NEW YORK--The insurance industry needs to improve its public relations efforts and describe how it helps policyholders recover from disasters, said Willis Group Chief Executive Officer Joe Plumeri.
Mr. Plumeri, who spoke here last night, said the insurance business fails to praise its accomplishments for the public good.
His passionate comments came during a dinner given by St. John's University School of Risk Management honoring Mr. Plumeri as the 2006 Insurance Leader of the Year.
Abandoning a prepared text, Mr. Plumeri, who joined the industry after retiring as a chief executive with Citigroup, said that before joining Willis in 2000, he heard insurance was a boring business--but he discovered that was not the case.
"This industry has bad public relations," he remarked.
Mr. Plumeri said for all the criticism that is heaped upon the industry for its failure to pay claims, no one makes the counterpoint about "the lives and industries [insurers] have rebuilt" in the aftermath of catastrophes.

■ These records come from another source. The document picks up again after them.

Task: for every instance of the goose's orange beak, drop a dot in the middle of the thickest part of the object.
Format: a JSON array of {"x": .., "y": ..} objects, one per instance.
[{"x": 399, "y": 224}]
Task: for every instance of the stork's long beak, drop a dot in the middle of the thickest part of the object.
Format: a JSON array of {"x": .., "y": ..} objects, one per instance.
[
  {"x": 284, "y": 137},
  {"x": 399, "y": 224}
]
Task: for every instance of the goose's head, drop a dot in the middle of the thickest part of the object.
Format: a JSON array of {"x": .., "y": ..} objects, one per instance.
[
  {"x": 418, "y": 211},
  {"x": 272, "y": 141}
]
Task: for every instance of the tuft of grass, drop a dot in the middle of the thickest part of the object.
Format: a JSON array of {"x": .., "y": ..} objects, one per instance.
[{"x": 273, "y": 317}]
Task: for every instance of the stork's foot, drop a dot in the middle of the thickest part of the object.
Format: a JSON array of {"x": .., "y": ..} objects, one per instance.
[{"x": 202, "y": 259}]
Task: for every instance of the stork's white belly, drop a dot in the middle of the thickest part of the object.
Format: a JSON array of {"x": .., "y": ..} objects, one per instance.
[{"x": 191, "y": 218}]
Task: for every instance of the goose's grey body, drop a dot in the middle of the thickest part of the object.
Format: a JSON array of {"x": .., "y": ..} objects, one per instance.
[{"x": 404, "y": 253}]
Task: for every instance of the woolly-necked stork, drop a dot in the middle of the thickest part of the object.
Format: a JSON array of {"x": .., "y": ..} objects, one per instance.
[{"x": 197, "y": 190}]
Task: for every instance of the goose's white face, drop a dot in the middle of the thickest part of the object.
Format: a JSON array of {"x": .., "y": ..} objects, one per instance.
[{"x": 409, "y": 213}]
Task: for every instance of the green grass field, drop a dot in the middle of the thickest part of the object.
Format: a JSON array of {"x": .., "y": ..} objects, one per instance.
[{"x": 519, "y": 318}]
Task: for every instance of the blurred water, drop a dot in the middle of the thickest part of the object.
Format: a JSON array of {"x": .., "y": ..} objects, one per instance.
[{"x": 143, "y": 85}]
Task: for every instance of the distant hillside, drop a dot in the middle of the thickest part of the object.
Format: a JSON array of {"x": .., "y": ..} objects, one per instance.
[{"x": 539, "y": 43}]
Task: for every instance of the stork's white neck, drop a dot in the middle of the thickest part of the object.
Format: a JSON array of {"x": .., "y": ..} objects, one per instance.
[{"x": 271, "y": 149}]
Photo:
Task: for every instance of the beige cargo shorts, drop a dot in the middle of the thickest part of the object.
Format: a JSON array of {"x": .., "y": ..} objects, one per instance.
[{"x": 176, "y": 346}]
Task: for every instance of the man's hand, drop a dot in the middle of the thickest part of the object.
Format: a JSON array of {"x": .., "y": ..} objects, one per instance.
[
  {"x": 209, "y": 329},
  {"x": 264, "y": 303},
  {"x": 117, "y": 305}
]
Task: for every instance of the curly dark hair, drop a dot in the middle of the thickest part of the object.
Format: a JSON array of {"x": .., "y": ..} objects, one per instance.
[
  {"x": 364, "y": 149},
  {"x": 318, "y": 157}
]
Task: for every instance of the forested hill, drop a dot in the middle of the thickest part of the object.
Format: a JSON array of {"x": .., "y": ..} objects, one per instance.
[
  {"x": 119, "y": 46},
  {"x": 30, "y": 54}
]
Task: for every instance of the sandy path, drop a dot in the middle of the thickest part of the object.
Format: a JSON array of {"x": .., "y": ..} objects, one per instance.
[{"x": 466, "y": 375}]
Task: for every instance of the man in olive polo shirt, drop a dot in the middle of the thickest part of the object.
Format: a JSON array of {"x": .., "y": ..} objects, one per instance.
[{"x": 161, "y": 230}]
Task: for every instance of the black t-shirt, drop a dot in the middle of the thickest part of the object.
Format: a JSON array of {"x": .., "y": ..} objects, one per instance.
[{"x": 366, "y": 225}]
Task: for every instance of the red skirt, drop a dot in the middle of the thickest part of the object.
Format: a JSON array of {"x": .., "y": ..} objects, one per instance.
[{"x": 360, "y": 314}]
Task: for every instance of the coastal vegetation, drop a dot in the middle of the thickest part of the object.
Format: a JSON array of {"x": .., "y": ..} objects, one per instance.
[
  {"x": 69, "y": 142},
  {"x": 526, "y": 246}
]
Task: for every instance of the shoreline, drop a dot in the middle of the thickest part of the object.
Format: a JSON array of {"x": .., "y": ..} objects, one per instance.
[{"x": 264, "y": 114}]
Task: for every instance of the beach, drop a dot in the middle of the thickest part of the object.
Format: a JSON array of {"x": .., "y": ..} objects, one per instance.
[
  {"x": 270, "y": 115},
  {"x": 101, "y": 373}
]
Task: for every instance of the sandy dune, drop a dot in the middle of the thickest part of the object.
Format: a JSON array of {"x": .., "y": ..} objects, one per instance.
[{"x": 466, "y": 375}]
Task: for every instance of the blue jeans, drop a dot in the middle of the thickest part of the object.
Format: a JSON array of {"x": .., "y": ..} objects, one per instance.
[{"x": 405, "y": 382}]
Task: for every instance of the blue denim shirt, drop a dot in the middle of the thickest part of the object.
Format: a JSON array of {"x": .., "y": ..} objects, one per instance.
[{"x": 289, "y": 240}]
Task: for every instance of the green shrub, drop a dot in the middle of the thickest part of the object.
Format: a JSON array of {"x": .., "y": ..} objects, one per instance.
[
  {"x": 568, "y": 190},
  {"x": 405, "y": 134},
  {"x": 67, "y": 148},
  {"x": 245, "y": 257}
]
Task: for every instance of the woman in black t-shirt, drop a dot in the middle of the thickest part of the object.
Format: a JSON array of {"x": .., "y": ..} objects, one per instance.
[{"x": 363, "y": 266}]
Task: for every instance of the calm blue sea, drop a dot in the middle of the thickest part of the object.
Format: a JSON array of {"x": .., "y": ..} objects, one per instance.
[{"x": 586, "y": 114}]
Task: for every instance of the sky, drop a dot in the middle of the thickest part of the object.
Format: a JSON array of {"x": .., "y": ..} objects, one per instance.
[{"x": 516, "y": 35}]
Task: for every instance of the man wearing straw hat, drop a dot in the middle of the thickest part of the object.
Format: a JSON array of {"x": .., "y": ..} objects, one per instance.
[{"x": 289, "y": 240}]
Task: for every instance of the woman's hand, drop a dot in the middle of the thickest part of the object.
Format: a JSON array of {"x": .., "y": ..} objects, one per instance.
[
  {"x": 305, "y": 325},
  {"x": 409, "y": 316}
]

The passion those in the business feel when they help policyholders put their lives back together fails to be translated to the public, he said.
While working in the financial services industry, he admitted he "never felt a sense of contributing to the community. I never had the sense that I had an opportunity to get lives back on track. It is important that there is someone who should help make this happen."
He went on to say that no one helps to rebuild from a disaster like the insurance industry, adding, "The world flourishes because of this industry."
As an example, he noted that the Sugar Bowl was recently played in the Superdome in New Orleans, which just a little over a year ago was ravaged, along with the city, by Hurricane Katrina. A year later, the city is coming back to life, and without insurers, this would not have happened, he said.
"This did not happen because of FEMA [Federal Emergency Management Administration]; it happened because of this industry," said Mr. Plumeri, pointing out that insurers have paid more than $40 billion in claims compared to less than $15 billion the federal government has delivered to the city.
He said the industry does not get the recognition it deserves for its part in helping to rebuild New Orleans, but members of the insurance industry should feel high esteem for their accomplishments, a theme he returned to continually throughout his address.
"I believe in passion and self-esteem," and while some believe that accomplishments can be measured in monuments, "this should not be an industry of monuments but an industry of dreams."
The dinner at which he spoke raised a record $1.86 million for the School of Risk Management, and Mr. Plumeri said he would contribute an extra $140,000 to bring the total to an even $2 million.
He dedicated his donation to the memory of his father, Samuel Plumeri, whom he said had a belief that passion for ideas and long-term goals could accomplish much.
Mr. Plumeri added that he wanted the funds to create a class that would have a sense of appreciation for the insurance industry.
"We should feel good about what we do and share in this self-esteem," he said.
The gift to the university is not an isolated act of philanthropy for Willis' chief executive, who has been active in many charitable works. Earlier this month, Mr. Plumeri and his wife Nancy made a $2 million donation to the Make-A-Wish Foundation, the largest individual gift in the group's history, according to its Web site. The foundation helps children with life-threatening medical conditions fulfill a wish.